A researcher claims that at least 10% of all football helmets have manufacturing flaws that could potentially cause injury to the wearer. A sample of 200 helmets revealed that 24 helmets contained such defects.
a. Does this finding support the researcher’s claim? Used a fixed-level test with α = 0.01
b. Find the P-value for this test.
To determine if the researcher's claim is supported, we can conduct a hypothesis test.
a. Hypotheses:
- Null hypothesis (H0): The proportion of helmets with manufacturing flaws is less than or equal to 10% (p ≤ 0.10).
- Alternative hypothesis (Ha): The proportion of helmets with manufacturing flaws is greater than 10% (p > 0.10).
We will use a one-tailed test at a significance level (α) of 0.01.
b. Calculation of the test statistic and critical value:
Based on the sample, we can calculate the sample proportion of helmets with defects:
p̂ = 24/200 = 0.12 (proportion of defects in the sample).
The test statistic for a proportion is given by:
Z = (p̂ - p) / √(p(1-p)/n)
Where:
p = 0.10 (hypothesized proportion of defects)
n = 200 (sample size)
Substituting the values:
Z = (0.12 - 0.10) / √(0.10(1-0.10)/200)
Z ≈ 0.02 / √(0.09/200)
Z ≈ 0.02 / 0.0212
Z ≈ 0.943
To determine the critical value, we need to find the z-score corresponding to an α of 0.01 and a one-tailed test. Looking up the z-score in a standard normal distribution table or using statistical software, we find:
Critical value (Zα) ≈ 2.33
c. Decision:
Since our test statistic (0.943) is not greater than the critical value (2.33), we fail to reject the null hypothesis. This means there is not enough evidence to support the claim that at least 10% of all football helmets have manufacturing flaws that could potentially cause injury to the wearer.
b. Calculation of the P-value:
The P-value is the probability of obtaining a test statistic as extreme as the one observed (or more extreme) if the null hypothesis is true.
The P-value for this test can be found by calculating the area to the right of the observed test statistic (0.943) in the standard normal distribution.
P-value ≈ 1 - Area to the left of 0.943 ≈ 1 - 0.827 ≈ 0.173
Therefore, the P-value for this test is approximately 0.173.
To determine whether or not the finding supports the researcher's claim, we need to perform a hypothesis test.
a. Null Hypothesis (H0): The proportion of football helmets with manufacturing flaws is less than or equal to 10% (p ≤ 0.10).
Alternative Hypothesis (Ha): The proportion of football helmets with manufacturing flaws is greater than 10% (p > 0.10).
We can use a one-sample proportion test to test the hypotheses.

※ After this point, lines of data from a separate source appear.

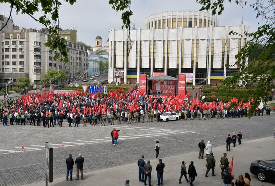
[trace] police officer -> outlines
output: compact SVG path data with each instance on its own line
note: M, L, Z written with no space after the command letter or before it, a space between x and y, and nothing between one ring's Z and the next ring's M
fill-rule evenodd
M213 153L210 153L210 156L208 156L206 158L207 162L207 170L206 174L206 177L208 178L208 172L210 170L212 170L212 176L216 176L215 175L215 167L216 166L216 160L213 156Z

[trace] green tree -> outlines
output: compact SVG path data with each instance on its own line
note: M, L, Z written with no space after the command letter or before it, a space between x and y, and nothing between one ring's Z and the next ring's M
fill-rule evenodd
M54 82L62 82L66 79L66 73L64 70L58 72L56 70L50 70L43 76L43 78L40 81L40 84L53 84Z
M92 46L90 46L90 45L85 44L84 42L78 42L78 44L84 46L86 48L87 48L87 50L92 50Z

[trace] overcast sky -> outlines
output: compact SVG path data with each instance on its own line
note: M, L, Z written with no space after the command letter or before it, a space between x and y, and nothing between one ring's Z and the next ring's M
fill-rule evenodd
M249 3L254 1L248 0ZM239 26L243 16L244 24L250 26L251 32L256 30L258 20L253 9L249 6L242 9L236 4L234 1L232 2L226 2L225 10L218 16L220 26ZM132 20L132 22L134 20L136 28L142 28L146 18L148 16L171 11L198 11L200 7L196 0L132 0L134 16ZM10 12L8 4L0 4L0 14L8 16ZM36 17L39 16L36 15ZM21 28L42 28L42 25L27 16L20 14L17 16L14 12L12 18L14 24ZM78 0L73 6L64 2L60 12L60 20L62 28L78 30L78 41L92 46L94 46L94 40L98 35L102 37L104 45L106 46L109 30L113 28L120 30L122 25L121 13L117 14L112 9L108 0Z

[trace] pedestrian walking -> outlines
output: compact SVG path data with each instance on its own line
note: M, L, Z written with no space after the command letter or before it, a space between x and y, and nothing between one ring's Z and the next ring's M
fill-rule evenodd
M229 167L229 160L227 158L228 154L224 153L224 156L220 158L220 167L222 169L222 179L224 179L224 172Z
M118 132L116 131L116 128L114 129L112 136L114 136L114 145L117 146L118 140L118 136L120 136L120 134L118 134Z
M156 141L156 148L154 148L156 152L156 160L158 160L158 155L160 155L160 142Z
M126 180L124 186L130 186L130 180Z
M234 144L234 147L236 146L236 142L237 142L237 135L236 133L233 132L233 136L232 136L232 142Z
M232 143L232 138L230 134L228 134L228 137L226 139L226 152L230 152L231 148L231 144Z
M148 160L147 164L144 166L144 172L145 172L145 179L144 180L144 185L147 186L147 178L148 178L148 182L149 186L152 186L151 184L151 176L152 174L152 166L150 164L151 162Z
M212 170L212 176L216 176L215 175L215 168L216 166L216 160L213 156L213 153L210 154L210 156L207 157L206 158L206 167L207 170L206 174L206 177L208 178L208 173L210 170Z
M206 150L206 154L207 158L211 152L212 152L212 144L211 144L211 142L208 142Z
M242 144L242 133L240 131L238 135L238 144Z
M230 173L230 168L227 168L224 172L224 186L230 186L232 180L234 180L234 178L232 176Z
M244 178L242 174L240 174L238 176L238 178L236 180L235 182L235 185L236 186L245 186L246 182L244 182Z
M202 140L202 142L198 144L198 147L200 148L200 154L198 154L198 158L204 158L204 148L206 148L206 144L204 141Z
M246 186L251 186L251 178L250 178L250 175L248 173L246 173L244 182L246 182Z
M144 160L144 156L142 156L142 158L138 160L138 178L140 179L140 182L142 182L144 183L144 166L146 164L146 162Z
M74 164L74 162L72 158L72 154L69 155L69 158L66 160L66 164L67 164L67 181L68 181L69 174L70 174L70 180L72 181L72 168Z
M76 160L76 180L80 180L80 171L81 172L81 180L84 180L83 174L83 164L84 164L84 158L82 158L82 154L80 154L79 157Z
M180 182L178 184L182 184L182 177L184 176L186 181L188 183L189 183L190 181L188 180L187 178L187 170L186 170L186 163L184 161L183 161L182 164L182 167L181 169L182 170L180 171Z
M196 174L196 168L194 166L194 162L193 161L191 162L189 166L188 174L190 179L190 186L194 186L193 183L196 180L196 178L198 176L198 174Z
M164 185L164 174L165 164L162 162L162 160L160 159L160 164L156 166L156 170L158 172L158 186Z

To do this, we need to calculate the test statistic (z-score) using the formula:
z = (p̂ - p) / sqrt((p * (1-p))/n)
Where:
p̂ is the sample proportion of helmets with manufacturing flaws (24/200 = 0.12),
p is the proportion stated in the null hypothesis (0.10),
n is the sample size (200).
Calculating the z-score:
z = (0.12 - 0.10) / sqrt((0.10 * (1-0.10))/200)
Next, we need to find the critical value for the fixed-level test with α = 0.01. Since this is a one-tailed test (the alternative hypothesis is one-sided), we use the z-table to find the critical z-value.
Looking up the z-value for α = 0.01 in the z-table, we find that it is approximately 2.33 (corresponding to a tail probability of 0.01).
Now, we can compare the calculated z-score to the critical z-value:
If the calculated z-score is greater than the critical z-value (2.33), we reject the null hypothesis. Otherwise, we fail to reject the null hypothesis.
b. To find the p-value for this test, we need to calculate the probability of getting the observed sample proportion (or a more extreme value) assuming the null hypothesis is true.
We can find the p-value by calculating the area to the right of the calculated z-score under the standard normal distribution curve using the z-table.
The p-value represents the probability of obtaining a result as extreme as, or more extreme than, the one observed, assuming the null hypothesis is true.
To summarize:
a. To determine if the finding supports the researcher's claim, calculate the z-score and compare it to the critical z-value. If the calculated z-score is greater than the critical z-value, reject the null hypothesis. Otherwise, fail to reject the null hypothesis.
b. To find the p-value, calculate the area to the right of the calculated z-score using the z-table.
You can use a one-sample proportional z-test for your data. (Test sample proportion = 24/200 and sample size = 200) Convert all fractions to decimals. Find the critical value in the appropriate table at .01 level of significance for a two-tailed test. Compare the test statistic you calculate to the critical value from the table. If the test statistic exceeds the critical value, reject the null. If the test statistic does not exceed the critical value, do not reject the null. You can draw your conclusions from there.
Note: The p-value is the actual level of the test statistic you calculate. Find using the appropriate table.